Unterhalb dieser Ebene war die Polizeiverwaltung in drei Tätigkeitsbereiche aufgeteilt:
1.Die Verwaltungspolizei umfasste Fremdenpolizei (zuständig für Pass- und Meldewesen), Verkehrspolizei, Gewerbepolizei, Gesundheitspolizei, Veterinärpolizei und Baupolizei)
2.Die Kriminal- und politische Polizei (zuständig für Fahndung, Aufklärung, Erkennung sowie Nachrichtenbeschaffung)

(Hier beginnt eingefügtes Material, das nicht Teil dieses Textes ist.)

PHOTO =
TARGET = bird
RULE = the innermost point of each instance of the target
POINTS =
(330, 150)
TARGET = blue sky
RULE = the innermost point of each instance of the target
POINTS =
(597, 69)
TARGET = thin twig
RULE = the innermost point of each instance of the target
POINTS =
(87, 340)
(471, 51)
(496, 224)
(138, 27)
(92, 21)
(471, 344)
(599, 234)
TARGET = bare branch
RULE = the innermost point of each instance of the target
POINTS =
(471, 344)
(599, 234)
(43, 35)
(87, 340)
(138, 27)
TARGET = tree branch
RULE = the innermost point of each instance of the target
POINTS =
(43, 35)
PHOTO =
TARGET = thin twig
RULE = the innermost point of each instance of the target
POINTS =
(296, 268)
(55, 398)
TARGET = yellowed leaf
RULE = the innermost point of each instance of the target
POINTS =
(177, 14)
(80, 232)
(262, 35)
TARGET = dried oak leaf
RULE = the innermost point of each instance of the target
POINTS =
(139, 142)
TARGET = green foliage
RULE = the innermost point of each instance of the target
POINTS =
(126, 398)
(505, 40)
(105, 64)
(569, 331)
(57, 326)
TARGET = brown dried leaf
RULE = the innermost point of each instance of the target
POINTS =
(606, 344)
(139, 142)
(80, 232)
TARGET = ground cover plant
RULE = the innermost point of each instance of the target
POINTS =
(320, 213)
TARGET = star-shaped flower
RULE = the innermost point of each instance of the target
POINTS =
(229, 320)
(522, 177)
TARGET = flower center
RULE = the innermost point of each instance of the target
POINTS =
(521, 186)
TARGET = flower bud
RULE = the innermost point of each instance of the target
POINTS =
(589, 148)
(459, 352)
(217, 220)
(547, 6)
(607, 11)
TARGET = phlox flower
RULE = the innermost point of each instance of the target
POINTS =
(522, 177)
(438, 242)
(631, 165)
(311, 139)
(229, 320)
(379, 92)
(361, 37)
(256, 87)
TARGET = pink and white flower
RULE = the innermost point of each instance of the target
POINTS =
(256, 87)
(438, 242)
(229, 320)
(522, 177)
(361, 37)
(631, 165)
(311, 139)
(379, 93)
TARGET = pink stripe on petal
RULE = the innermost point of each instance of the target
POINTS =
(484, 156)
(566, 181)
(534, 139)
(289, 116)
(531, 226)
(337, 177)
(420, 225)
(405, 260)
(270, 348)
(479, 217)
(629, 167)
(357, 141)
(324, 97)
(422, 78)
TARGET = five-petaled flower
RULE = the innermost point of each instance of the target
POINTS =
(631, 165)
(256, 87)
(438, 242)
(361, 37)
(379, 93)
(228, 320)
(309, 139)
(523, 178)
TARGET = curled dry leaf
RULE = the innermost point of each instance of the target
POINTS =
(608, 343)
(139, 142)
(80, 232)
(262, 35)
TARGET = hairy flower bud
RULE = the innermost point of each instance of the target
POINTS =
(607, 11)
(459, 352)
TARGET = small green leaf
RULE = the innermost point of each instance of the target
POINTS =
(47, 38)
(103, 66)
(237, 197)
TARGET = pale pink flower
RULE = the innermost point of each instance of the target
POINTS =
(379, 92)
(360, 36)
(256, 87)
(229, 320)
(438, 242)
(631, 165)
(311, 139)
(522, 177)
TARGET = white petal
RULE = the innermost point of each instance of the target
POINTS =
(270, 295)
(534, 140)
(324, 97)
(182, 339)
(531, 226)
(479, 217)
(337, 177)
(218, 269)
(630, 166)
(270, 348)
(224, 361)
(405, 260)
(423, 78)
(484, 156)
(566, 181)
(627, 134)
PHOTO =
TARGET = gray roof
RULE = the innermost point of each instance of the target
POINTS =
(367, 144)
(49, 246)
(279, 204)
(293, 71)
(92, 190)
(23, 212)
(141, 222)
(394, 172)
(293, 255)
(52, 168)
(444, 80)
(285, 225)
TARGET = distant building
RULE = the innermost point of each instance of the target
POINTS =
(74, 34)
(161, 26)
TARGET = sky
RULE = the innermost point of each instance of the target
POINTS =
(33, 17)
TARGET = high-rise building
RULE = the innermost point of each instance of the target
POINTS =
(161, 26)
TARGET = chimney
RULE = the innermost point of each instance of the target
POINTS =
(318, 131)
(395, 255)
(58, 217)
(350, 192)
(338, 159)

3.Die Ordnungs- bzw. Schutzpolizei: Diese ging hervor aus der 1918 zur Bekämpfung der revolutionären Unruhen eingerichteten kasernierten Sicherheitspolizei, die sich aus ehemaligen Soldaten und Freikorpsangehörigen zusammensetzte und auch über schwere Waffen verfügte. Auf Beschluss der Interalliierten Kontrollkommission (IMKK) vom 22. Juni 1920 („Polizeinote von Boulogne") musste diese jedoch aufgelöst werden. An ihre Stelle trat eine Ordnungspolizei (in einigen Ländern unter dem Namen Schutzpolizei), deren Operationsgebiet sich auf den jeweiligen Polizeibezirk beschränkte.
Das stark föderal ausgerichtete Polizeiwesen der Weimarer Republik erhielt einen ersten Schlag, als Reichskanzler Franz von Papen (1879-1969) am 14. Juli mit Hilfe einer präsidialen Notverordnung die kommissarisch tätige Regierung Otto Brauns (1872-1955) in Preußen entmachtete und sich zum Reichskommissar für Preußen einsetzte („Preußenschlag"). Papen übergab daraufhin das preußische Innenministerium und damit die Verfügungsgewalt über die mit Abstand größte Landespolizei der Republik an den bisherigen Essener Oberbürgermeister Dr. Franz Bracht (1877-1933), der in einer ersten „Säuberungswelle" führende Polizeibeamte, die sich politisch auf Seiten der früheren Landesregierung exponiert hatten, entließ. Mit der Machtübernahme Hitlers am 30. Januar 1933 ging die kommissarische Leitung des preußischen Innenministeriums an den Reichsminister ohne Geschäftsbereich Hermann Göring (1893-1946), der nach der endgültigen Beseitigung der Regierung Braun den SS-Gruppenführer Kurt Daluege (1897-1946) zum „Kommissar zur besonderen Verwendung (z.b.V.)" machte und ihm die politische Säuberung der preußischen Polizei übertrug. Zudem stellte Göring per Erlass vom 22. Februar 1933 eine Hilfspolizei aus Mitgliedern von SA, SS und Stahlhelm zusammen, die, durch eine Armbinde gekennzeichnet, meist zum Schutz von Parteieinrichtungen eingesetzt wurden. Am Folgetag ordnete Göring darüber hinaus die Aufstellung einer kasernierten, schwer bewaffneten Polizeiabteilung an, die zunächst nach ihrem ersten Kommandeur, dem Polizeimajor Walther Wecke, „Polizeiabteilung Wecke z.b.V." benannt wurde; ab dem 22. Dezember 1933 firmierte sie als „Landespolizei-Gruppe General Göring".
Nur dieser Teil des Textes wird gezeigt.